CD1a tetramers and dextramers stain T cells
After optimizing loading conditions based on pH, time, temperature and solvent variables (Supplemental Figure 1), we observed that DDM (1S3R) treated CD1a tetramers selectively stain T cells expressing the clonotypic TRBV3-1 TCR, but not other T cells (Figure 1c). T cells were not stained by CD1a tetramers that were not exposed to lipids or tetramers treated with the two non-antigenic DDMs that substantially mimic DDM (1S3R). Thus, tetramer staining was dependent on the structure of the added lipopeptide and was specific for the clonotypic TCR that defines CD8-2. These data established a working CD1a tetramer and strongly supported the model of direct binding of an αβ TCR to CD1a.

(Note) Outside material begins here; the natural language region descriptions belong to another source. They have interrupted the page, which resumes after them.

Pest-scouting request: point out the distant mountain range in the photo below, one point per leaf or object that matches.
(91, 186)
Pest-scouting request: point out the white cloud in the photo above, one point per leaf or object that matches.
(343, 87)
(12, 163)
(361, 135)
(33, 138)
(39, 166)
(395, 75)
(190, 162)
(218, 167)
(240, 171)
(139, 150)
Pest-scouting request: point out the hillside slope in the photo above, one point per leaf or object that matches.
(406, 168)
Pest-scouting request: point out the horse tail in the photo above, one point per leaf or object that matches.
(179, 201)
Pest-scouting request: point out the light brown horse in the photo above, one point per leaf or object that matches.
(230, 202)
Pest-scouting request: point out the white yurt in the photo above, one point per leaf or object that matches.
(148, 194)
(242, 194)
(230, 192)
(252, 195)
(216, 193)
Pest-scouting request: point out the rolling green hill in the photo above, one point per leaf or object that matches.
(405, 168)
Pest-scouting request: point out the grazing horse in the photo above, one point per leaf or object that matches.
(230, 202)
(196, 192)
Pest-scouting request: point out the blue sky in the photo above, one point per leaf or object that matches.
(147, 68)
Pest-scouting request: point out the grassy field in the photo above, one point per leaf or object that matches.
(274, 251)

To further increase the avidity of interaction we developed CD1a dextramers, which are composed of 10–14 CD1a monomers on a flexible, fluorescently labeled dextran backbone [17]. We observed bright, selective and highly reproducible staining of the TRBV3-1 subset of CD8-2 T cells (Fig. 1d) with DDM (1S3R) loaded dextramers. Thus, dextramers provided a second reagent for probing the interaction of CD1a with T cells.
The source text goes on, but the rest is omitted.